Neuromyelitis optica spectrum disorders: comparison of clinical and magnetic resonance imaging characteristics of AQP4‐IgG versus MOG‐IgG seropositive cases in the Netherlands

Background and purpose Neuromyelitis optica spectrum disorders (NMOSDs) are a group of rare inflammatory demyelinating disorders of the central nervous system. The identification of specific antibodies directed to aquaporin 4 (AQP4‐IgG) led to the distinction from multiple sclerosis. However, up to 25% of the clinically diagnosed NMO patients are seronegative for AQP4‐IgG. A subgroup of these patients might be identified by antibodies directed to myelin oligodendrocyte glycoprotein (MOG‐IgG). Our objective was to investigate whether the clinical characteristics of these patients differ.
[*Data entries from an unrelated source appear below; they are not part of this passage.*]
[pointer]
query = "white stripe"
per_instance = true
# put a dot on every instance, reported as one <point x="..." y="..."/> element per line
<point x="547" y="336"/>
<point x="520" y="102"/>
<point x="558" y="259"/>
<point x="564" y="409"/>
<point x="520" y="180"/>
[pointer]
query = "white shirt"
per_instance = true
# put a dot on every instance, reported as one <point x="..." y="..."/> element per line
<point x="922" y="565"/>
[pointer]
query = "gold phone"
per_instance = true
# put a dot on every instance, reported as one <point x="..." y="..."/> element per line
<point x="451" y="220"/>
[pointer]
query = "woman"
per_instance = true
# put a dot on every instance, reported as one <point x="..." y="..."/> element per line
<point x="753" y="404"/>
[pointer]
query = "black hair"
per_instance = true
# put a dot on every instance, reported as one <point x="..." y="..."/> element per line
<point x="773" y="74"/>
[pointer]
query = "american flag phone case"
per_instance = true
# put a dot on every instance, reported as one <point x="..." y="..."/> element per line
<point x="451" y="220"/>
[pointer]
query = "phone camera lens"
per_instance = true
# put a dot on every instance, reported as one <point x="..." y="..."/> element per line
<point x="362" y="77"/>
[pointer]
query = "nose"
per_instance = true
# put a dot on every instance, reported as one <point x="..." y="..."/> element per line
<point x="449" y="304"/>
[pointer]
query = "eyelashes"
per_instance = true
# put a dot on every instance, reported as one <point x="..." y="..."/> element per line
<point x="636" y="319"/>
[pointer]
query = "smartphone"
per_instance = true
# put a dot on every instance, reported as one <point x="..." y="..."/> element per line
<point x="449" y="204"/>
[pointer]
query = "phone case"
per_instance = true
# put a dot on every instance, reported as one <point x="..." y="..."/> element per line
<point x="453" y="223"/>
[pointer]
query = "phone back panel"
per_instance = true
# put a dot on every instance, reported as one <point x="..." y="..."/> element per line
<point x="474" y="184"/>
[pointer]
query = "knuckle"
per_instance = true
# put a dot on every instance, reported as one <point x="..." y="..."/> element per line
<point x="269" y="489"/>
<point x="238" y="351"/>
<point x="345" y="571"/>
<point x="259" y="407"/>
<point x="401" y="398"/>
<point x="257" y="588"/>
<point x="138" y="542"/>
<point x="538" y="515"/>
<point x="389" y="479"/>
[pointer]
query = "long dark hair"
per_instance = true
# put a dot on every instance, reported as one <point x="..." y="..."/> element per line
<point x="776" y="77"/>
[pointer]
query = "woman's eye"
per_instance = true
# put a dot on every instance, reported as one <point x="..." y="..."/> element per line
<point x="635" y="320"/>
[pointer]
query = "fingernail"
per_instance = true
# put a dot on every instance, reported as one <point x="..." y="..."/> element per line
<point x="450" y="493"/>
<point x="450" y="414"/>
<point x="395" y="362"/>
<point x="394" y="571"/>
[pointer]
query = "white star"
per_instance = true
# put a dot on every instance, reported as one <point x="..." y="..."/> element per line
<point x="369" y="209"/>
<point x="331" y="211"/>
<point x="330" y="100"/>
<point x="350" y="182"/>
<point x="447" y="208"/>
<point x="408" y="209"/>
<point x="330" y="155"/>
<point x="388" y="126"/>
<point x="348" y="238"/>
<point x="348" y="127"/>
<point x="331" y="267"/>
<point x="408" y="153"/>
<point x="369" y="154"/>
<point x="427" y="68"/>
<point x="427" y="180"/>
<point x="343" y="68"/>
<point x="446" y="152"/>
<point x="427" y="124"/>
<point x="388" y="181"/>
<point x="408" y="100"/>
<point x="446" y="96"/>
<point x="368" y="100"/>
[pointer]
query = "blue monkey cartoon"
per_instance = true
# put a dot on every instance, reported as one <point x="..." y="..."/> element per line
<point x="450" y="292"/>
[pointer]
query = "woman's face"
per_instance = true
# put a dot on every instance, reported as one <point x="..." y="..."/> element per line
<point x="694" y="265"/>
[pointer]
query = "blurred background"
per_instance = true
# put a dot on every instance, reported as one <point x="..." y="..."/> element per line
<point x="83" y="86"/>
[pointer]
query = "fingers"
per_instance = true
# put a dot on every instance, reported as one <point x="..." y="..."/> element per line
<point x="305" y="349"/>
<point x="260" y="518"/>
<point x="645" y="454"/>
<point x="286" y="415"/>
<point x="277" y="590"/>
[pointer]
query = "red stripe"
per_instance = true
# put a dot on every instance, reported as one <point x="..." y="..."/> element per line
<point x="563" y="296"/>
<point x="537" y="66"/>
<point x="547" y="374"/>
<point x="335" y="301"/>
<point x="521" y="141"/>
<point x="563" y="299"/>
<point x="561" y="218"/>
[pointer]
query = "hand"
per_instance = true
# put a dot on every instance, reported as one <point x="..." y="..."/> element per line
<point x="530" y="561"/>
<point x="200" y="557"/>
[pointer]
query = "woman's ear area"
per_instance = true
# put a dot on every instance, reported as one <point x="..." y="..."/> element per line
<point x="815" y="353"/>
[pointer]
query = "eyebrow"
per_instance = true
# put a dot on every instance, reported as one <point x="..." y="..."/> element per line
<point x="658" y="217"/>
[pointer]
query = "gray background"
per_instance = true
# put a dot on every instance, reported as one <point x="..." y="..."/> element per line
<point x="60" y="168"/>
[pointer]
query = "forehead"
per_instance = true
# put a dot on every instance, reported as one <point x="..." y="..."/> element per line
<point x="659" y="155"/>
Methods Using a cell‐based assay, samples of 61 AQP4‐IgG seronegative patients and 41 AQP4‐IgG seropositive patients with clinically NMOSD were analysed for the presence of MOG‐IgG. Clinical characteristics of the AQP4‐IgG, MOG‐IgG seropositive and double seronegative NMOSD patients were compared. Results Twenty of the 61 AQP4‐IgG seronegative patients tested MOG‐IgG seropositive (33%). MOG‐IgG seropositive patients were more frequently males in contrast to AQP4‐IgG seropositive patients (55% vs. 15%, P < 0.01) and Caucasians (90% vs. 63%, P = 0.03). They more frequently presented with coincident optic neuritis and transverse myelitis (40% vs. 12%, P = 0.02) and had a monophasic disease course (70% vs. 29%, P < 0.01). AQP4‐IgG seropositive patients were 2.4 times more likely to suffer from relapses compared with MOG‐IgG seropositive patients (relative risk 2.4, 95% confidence interval 1.2–4.7). AQP4‐IgG seropositive patients had higher Expanded Disability Status Scale levels at last follow‐up ( P < 0.01). Conclusion Antibodies directed to MOG identify a subgroup of AQP4‐IgG seronegative NMO patients with generally a favourable monophasic disease course.